Menginjakan kaki di Surakarta kali ini, sengaja saya agendakan untuk berburu kopi di salah satu warung kopi legendaris di Pasar Gede, Sudiroprajan. Tentu saja, tujuan saya hanya satu tempat yakni di Toko Kopi Podjok yang sudah ada sejak 1947. Saya sengaja memilih datang di hari biasa untuk menghindari kemacetan jalan.
Siang itu, mendung mulai menggelayut atap Kota Solo. Menemani perjalanan saya dari Pura Mangkunegaran menuju Pasar Gede. Saya menaruh ekspektasi: langsung ke Toko Kopi Podjok untuk minum kopi di sana, sembari menikmati suasana pasar yang syahdu.

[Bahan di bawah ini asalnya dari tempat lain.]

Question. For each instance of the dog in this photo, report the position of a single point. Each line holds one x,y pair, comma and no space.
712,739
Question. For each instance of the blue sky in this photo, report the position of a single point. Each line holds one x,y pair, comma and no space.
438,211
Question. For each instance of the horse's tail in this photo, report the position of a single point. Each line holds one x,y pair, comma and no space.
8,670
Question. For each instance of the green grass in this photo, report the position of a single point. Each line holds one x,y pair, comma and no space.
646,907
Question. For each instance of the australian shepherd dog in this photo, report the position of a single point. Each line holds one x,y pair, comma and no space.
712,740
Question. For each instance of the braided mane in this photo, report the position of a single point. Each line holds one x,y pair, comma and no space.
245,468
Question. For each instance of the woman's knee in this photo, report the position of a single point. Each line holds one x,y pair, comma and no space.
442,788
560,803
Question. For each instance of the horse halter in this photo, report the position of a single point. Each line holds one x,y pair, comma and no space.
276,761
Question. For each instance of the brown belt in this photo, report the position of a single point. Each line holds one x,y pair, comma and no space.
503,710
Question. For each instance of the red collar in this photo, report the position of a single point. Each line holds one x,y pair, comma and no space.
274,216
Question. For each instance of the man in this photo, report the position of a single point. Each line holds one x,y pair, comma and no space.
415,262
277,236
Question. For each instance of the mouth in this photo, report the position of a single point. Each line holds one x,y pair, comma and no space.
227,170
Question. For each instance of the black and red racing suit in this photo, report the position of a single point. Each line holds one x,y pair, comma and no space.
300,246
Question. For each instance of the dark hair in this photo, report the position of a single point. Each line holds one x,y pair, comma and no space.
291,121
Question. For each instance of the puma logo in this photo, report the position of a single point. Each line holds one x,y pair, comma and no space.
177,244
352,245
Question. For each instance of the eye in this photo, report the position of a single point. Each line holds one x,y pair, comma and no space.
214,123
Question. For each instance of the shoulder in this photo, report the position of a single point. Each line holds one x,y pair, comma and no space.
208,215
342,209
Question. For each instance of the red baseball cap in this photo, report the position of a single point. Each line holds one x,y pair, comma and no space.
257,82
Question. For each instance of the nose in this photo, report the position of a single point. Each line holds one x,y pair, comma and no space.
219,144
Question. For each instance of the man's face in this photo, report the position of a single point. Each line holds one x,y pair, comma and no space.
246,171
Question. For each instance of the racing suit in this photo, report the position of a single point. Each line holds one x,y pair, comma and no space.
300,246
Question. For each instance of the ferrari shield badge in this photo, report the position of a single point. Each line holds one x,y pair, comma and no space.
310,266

Menginjakan kaki di Kawasan Pasar Gede, jejeran lampion yang tergantung di atas jembatan Pasar Gede menyambut saya. Pandangan mata ini langsung tertuju ke sana. Kebetulan, kedatangan saya kali ini bertepatan dengan Tahun Baru Imlek 2023 lalu.
Kopi Podjok: Toko Kopi atau Warung Kopi, sih?
Sebelum menuju ke Toko Kopi Podjok, saya sempatkan diri menjamah kawasan Pasar Gede. Siapa tahu menemukan jajanan pasar yang cocok saya sandingkan dengan segelas kopi nantinya. Saya putuskan membeli kue bolu di antara puluhan jajanan pasar yang ada.
Tampak luar, Toko Podjok cukup sederhana. Saking sederhananya, tempat ini “sering terlewat” karena tidak setenar kedai kopi di Kota Solo. Namun, jangan salah. Di mata para penikmat kopi “tua”, tempat ini menjadi punya cerita dan tempat tersendiri di hati mereka.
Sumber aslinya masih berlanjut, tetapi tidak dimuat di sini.